Viral infections are a leading cause of morbidity and mortality. Influenza A, a highly contagious recurring seasonal epidemic, is particular cause of concern due to the unpredictable effectiveness of its vaccine. According to the Center for Disease Control and Prevention, the effectiveness of the 2016-2017 vaccine against the influenza A virus (IAV) ranged between 57 % to as low as 13 %, depending on the age group. IAV is a highly mutating human RNA virus that grows resistant to drugs and vaccines as it replicates, due to its high mutation rates. Rapid evolution in RNA viruses is responsible not only for the low effectiveness of vaccines existing for viruses such as IAV, but also for the lack of vaccines for others (e.g. HIV). The impact on the healthcare systems worldwide and the repercussions on patients are substantial, and cause of concern, especially when taking into account the likelihood of another pandemic such as that caused in 2009 by the H1N1 subtype influenza virus. The ability of RNA viruses to adapt to a new host is linked to the rapid generation of de novo genomic diversity, with mutation rates affected by a series of factors, among which polymerase fidelity is one of the most important. Understanding viral mutations holds significant importance because of its wide impact on new vaccine design, drug resistance management, and prediction of new pathogenesis. It has been observed that certain mutations can be detected with frequencies higher than others and are often associated to the packaging segments within the viral genome, resulting in defective genes that carry less pathogenicity compared to the wild type. These defective genes are defined as defective interfering particles (DIPs). Currently, DIPs are the focus of a substantial research field in evolutionary virology with enormous potential toward a universal vaccine for IAV.

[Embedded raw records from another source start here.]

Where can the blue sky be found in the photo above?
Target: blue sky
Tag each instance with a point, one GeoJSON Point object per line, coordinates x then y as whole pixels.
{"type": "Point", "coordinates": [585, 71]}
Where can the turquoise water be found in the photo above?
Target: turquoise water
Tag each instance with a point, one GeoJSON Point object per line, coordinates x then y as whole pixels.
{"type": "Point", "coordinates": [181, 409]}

Studying RNA mutations and IAV evolution to predict and understand the mechanisms of viral mutations is therefore of extreme importance from both the preventative and therapeutic standpoints. In particular, understanding the sequence of events and the factors that contribute to IAV’s evolutionary success in drug resistance can pave the way for more effective treatments and preventative measures. Traditional RNA detection and quantification approaches, however, typically leveraging costly RNA sequencing tools, address these viral evolution questions at the population level. It has become increasingly apparent that important information may be lost with this bulk approach, as population outliers may hold the mechanistic key to understanding how the infection establishes itself in the host and how it can be mitigated or halted. Therefore, quantifying viral RNA mutations at the single cell level is critical to study viral evolution and ultimately to achieve viral population control.
Our group designs intracellular tools based on gold nanostars that can identify the virus in intact individual cells and quantify the presence of mutations in its RNA.